Sabrán de quienes hablo cuando vean sus características. Porque se tratan de hombres, de personas iguales a nosotros que, por alguna simple diferencia, hoy se encuentran montados sobre un pedestal de mármol tan alto e inigualable, que solemos creer que siempre han estado allí arriba.
Pero no debemos dejarnos embaucar.
Nacieron de hombres y mujeres como nosotros; mezclando veintitrés pares de cromosomas y dos cadenas de adn.

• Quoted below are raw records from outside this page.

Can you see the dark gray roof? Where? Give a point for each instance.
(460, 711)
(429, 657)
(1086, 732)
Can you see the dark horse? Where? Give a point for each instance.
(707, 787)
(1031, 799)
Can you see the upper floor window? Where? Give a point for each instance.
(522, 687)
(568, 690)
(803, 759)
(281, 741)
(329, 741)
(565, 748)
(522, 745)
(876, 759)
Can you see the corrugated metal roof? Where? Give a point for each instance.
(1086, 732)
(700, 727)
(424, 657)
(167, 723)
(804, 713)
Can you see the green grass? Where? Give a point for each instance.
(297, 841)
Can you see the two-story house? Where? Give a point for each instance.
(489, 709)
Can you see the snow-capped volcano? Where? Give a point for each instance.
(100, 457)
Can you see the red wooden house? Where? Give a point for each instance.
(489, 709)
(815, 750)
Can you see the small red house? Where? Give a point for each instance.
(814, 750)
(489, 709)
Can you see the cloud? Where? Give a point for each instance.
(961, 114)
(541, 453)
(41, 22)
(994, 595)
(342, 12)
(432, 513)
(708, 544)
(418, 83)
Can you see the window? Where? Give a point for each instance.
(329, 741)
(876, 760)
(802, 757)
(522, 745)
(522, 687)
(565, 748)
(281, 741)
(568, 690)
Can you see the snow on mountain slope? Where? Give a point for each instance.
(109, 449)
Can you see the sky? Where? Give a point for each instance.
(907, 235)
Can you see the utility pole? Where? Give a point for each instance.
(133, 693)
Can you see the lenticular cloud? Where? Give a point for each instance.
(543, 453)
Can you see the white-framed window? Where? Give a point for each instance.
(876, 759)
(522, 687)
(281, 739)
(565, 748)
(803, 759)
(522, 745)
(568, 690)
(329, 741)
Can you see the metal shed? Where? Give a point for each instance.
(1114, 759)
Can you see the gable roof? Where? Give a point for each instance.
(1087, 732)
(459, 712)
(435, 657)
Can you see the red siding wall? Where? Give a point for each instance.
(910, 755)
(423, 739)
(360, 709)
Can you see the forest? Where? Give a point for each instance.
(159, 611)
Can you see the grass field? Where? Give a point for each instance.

Vinieron al mundo desnudos, sus ropajes actuales los ganaron en otro tiempo.
Lloraron, rieron, crecieron, al tiempo que hacían llorar, reír y mataban incautos y otros pequeños animales de los que pueden encontrarse en cualquier sótano húmedo.
Sus vidas fueron exactamente iguales a las nuestras.
Nunca la iluminó luz extranatural alguna. Porque todo existe dentro de la naturaleza, y por fuera de ella no hay nada. Lo vivo y lo muerto son parte de ella, al igual que lo grande y lo pequeño, lo que ha sido y lo que será.
La mínima diferencia, lo que los convirtió en esos seres dignos de merecer una peregrinación anual, o de poseer su propio santuario, o el sacrificio de los prisioneros de las pasiones, fue el uso más o menos adecuado de las palabras de otros, de sus actos más o menos estrafalarios, de sus promesas y acciones llamativas.
Con cada frase crean mundos, nos hacen sentir únicos e irrepetibles cuando no lo somos.
Con cada gesto nos dicen que nos miran sólo a nosotros, pero no miran a nadie en particular.
No ansían nada más que lo que ya tienen, un pedestal más grande, un mausoleo más dorado, un templo más alto, más millones en sus cuentas bancarias y un auto-cohete de oro.
Les dicen santos.
Los llaman estrellas de cine.
Los aclaman como verdaderos artistas.
Prefiero referirme a ellos como meros proxenetas del sentir, la fantasía y las falsas ilusiones. Aunque no crean en mis palabras, o me encuentre perdido aullando en medio del desierto más cruel, el desierto de la indiferencia.